Podw. W twojej nieskończonej dobroci, o Boże! daj długie życie, szczęście i pomyślność wysokiej i potężnej księżniczce Anglii, Elżbiecie!
Cranmer (klękając). W mojem, w szlachetnych razem kmotr imieniu,
Za ciebie, królu, za dobrą królowę
Zanoszę modły, aby Bóg wam raczył
W tem pięknem dziecku zesłać wszelką radość,
Którą w dobroci swej rodzicom chowa!
Król Henr. Arcybiskupie, przyjmij moje dzięki!
Jakie jej imię?
Cranmer. Elżbieta.
Król Henr. Wstań lordzie (całuje dziecko).
Przyjm z tym całunkiem me błogosławieństwo.

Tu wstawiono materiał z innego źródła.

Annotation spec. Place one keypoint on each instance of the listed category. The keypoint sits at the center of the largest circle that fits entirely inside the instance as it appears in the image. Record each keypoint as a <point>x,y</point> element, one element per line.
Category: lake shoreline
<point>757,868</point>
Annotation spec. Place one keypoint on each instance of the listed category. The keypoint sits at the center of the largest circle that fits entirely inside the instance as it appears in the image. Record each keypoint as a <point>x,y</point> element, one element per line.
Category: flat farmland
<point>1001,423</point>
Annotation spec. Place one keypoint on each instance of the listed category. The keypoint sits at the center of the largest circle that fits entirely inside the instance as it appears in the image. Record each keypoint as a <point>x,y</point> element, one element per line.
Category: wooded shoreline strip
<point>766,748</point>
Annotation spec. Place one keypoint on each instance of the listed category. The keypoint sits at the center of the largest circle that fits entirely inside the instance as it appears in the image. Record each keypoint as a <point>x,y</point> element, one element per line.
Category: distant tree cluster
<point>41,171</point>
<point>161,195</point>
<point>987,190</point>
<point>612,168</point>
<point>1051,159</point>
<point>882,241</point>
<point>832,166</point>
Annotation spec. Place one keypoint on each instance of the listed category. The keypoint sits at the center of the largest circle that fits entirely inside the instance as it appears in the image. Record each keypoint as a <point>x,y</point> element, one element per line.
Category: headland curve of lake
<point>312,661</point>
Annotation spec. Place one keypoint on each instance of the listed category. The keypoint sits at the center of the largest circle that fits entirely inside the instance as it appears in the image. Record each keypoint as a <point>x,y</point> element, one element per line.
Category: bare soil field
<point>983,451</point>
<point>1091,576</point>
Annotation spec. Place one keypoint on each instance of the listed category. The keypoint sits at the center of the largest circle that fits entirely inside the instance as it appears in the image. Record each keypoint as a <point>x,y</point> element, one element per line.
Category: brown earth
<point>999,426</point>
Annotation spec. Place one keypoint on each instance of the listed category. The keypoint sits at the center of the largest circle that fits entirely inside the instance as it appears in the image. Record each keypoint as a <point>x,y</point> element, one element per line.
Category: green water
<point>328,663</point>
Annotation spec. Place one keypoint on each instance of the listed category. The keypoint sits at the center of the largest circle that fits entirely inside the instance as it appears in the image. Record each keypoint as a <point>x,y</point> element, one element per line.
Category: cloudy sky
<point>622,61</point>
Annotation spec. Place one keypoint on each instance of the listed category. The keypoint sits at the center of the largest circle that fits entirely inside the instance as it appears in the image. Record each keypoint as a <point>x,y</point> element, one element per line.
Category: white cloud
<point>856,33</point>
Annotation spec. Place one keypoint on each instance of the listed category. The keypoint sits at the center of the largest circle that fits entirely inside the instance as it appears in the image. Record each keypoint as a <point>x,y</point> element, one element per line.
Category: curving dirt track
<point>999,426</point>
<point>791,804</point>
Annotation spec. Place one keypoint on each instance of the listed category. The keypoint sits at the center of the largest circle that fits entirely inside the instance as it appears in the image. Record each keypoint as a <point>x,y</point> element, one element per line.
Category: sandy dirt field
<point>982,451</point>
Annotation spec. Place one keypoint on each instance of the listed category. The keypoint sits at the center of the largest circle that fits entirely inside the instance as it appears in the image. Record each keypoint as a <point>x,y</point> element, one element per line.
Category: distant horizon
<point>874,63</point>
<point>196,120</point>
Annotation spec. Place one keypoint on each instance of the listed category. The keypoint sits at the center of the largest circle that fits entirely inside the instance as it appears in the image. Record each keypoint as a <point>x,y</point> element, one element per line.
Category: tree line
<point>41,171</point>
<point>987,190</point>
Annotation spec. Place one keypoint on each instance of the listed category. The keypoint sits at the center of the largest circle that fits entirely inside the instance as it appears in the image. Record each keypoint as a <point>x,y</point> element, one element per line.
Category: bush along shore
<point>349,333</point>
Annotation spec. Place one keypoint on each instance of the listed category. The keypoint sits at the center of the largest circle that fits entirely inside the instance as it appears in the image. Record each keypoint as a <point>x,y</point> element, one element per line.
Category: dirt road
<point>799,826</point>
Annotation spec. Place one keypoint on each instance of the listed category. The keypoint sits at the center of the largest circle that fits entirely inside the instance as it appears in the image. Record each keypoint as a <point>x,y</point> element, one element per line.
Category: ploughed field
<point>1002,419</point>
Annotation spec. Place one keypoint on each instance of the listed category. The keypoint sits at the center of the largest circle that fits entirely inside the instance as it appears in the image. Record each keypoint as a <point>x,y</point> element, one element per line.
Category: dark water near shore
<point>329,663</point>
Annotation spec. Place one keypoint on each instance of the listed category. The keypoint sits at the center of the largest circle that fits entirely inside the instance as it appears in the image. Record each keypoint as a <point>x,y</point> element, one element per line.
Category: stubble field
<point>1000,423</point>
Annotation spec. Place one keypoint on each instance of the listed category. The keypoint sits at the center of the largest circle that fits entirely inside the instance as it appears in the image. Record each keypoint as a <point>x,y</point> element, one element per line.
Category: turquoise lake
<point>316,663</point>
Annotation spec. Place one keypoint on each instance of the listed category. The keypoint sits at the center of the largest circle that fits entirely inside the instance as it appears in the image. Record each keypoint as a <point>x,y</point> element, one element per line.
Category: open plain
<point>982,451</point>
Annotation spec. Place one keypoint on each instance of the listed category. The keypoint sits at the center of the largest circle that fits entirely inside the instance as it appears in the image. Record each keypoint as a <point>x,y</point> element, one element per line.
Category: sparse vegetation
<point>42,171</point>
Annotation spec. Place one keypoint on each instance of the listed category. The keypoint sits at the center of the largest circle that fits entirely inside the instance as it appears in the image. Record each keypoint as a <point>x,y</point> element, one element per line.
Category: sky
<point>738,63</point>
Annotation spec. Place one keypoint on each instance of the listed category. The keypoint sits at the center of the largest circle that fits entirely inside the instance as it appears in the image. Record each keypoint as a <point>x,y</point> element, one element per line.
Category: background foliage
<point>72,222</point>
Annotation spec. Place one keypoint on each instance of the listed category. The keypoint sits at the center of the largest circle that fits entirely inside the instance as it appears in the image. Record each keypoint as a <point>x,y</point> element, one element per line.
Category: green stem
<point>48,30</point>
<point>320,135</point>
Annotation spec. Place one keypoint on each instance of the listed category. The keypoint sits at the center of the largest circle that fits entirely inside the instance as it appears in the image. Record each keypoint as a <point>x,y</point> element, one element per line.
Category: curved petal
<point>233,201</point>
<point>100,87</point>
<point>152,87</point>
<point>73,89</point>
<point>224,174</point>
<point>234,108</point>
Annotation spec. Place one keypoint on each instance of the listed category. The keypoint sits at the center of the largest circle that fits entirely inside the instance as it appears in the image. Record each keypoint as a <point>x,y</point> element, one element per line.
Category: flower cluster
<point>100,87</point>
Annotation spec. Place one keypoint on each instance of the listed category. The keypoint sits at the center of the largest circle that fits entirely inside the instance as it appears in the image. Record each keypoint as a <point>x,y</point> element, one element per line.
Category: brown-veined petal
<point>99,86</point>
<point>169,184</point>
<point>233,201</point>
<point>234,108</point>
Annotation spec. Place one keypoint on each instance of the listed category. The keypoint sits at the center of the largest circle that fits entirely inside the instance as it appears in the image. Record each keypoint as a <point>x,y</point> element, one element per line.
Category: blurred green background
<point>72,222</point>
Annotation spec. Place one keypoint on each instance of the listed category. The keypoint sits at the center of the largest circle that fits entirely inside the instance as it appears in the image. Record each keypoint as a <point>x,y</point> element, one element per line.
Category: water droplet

Niech Bóg cię strzeże! W dłoń Jego opatrzną
Życie twe składam.
Cranmer. Amen!
Król Henr. Moje kumy,
Zbytniej szczodroty dałyście dziś przykład,
Dziękuję z serca, za wzorem też waszym
Pani ta pójdzie, byle nam urosła.
Cranmer. Pozwól mi teraz, królu, wypowiedzieć
Słowa, przez samo natchnione mi niebo;
Niech nikt nie myśli, że to czcze pochlebstwo,
Bo czas je sprawdzi. Królewskie to dziecię,
(Które w swej pieczy niechaj trzyma niebo!)